Nenhuma razão para inquietar-se a respeito dele. Ocupe-se
desses dois homens da MVD, isso sim. E faça-o sem ‘perda
de tempo. Vim diretamente do aeroporto para cá, de modo
que os obriguei a seguir-me sem que tivessem tempo de
fazer qualquer comunicação por telefone, rádio, telegrama
ou outro meio... Fiz a mesma coisa no aeroporto de Havana,
não lhes dando tempo para nada. Agora, eles já sabem que
estou aqui, onde termina minha viagem, e se lhes dermos
tempo, notificarão de um modo ou de outro a MVD. Se os
impedirmos, seus agentes me procurarão somente em
Havana.
— Compreendo... Sim, é necessário agir rapidamente.
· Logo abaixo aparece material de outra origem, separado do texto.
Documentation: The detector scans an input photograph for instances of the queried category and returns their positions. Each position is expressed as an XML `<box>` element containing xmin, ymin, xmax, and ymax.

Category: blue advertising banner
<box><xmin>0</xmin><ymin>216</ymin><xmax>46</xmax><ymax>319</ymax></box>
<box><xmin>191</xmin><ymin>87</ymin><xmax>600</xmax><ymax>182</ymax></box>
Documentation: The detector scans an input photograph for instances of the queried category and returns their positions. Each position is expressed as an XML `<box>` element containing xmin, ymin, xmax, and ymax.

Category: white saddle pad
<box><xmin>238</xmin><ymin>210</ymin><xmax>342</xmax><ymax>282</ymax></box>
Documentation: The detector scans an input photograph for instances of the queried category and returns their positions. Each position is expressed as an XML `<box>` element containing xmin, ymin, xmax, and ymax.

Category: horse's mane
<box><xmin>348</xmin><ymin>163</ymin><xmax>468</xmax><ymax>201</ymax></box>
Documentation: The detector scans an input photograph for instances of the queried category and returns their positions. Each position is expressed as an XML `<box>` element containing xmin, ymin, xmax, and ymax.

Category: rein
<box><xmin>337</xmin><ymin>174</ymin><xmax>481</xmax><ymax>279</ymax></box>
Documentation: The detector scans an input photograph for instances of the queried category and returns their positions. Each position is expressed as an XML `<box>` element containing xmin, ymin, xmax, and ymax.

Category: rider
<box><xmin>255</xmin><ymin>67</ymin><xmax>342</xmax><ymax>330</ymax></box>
— Antes que telefonem para qualquer lugar, ou passem
um telegrama, ou enviem um cartão postal...
Imediatamente, Sadanjayan. Agora mesmo.
— Está bem. Calma. Como são esses homens? Onde foi
que os deixou, exatamente?
— Poderá vê-los se olhar pela janela — Voronich
indicou a vigia mais próxima. — Aposto que estão entre os
rochedos, espiando o “Kolgatar”.
— Bem — o hindu passou a mão pela barba negríssima.
— Vamos resolver isso sem demora, mas é preciso estudar
o modo de...
— Estudar o quê? — grunhiu o russo. — Mate-os, é
tudo.
— Não, não, não, Voronich... Nada de matar tão
levianamente. Que ganhamos com precipitações? Por outro
lado, se os apanharmos vivos, eles nos dirão exatamente o
que sabem a seu respeito, de sua fuga da Rússia, do Zavo...
— Não sabem nada do Zavo!
— Melhor. Mas... convém nos certificarmos.
Certificarmo-nos a respeito de tudo. Talvez esses dois
homens não estejam sozinhos, mas tenham vindo outros
também. Não quero riscos desconhecidos a esta altura,
Voronich.
— De acordo: faça como quiser, mas depressa. Irei
hospedar-me num hotel da cidade, mas quando o fizer quero
estar certo de que ninguém me vigia. Como vai o assunto
dos coralenses subornados?
— Bem... de certo modo. Ontem fez-se necessário matar
um. Já sei que foi uma loucura, mas não havia remédio! Ele
começou a tirar conclusões e conseguiu saber em que
consistia o Zavo. Então, negou-se a colaborar como havia
aceito no princípio e ameaçou contar tudo o que sabia ao
Presidente ou ao Governador de Coral. Não houve mais
remédio que eliminá-lo, infelizmente.
— E o cadáver?
— Esqueça-o.
Andrei Voronich encolheu os ombros.
— E os outros coralenses do Centro Espacial?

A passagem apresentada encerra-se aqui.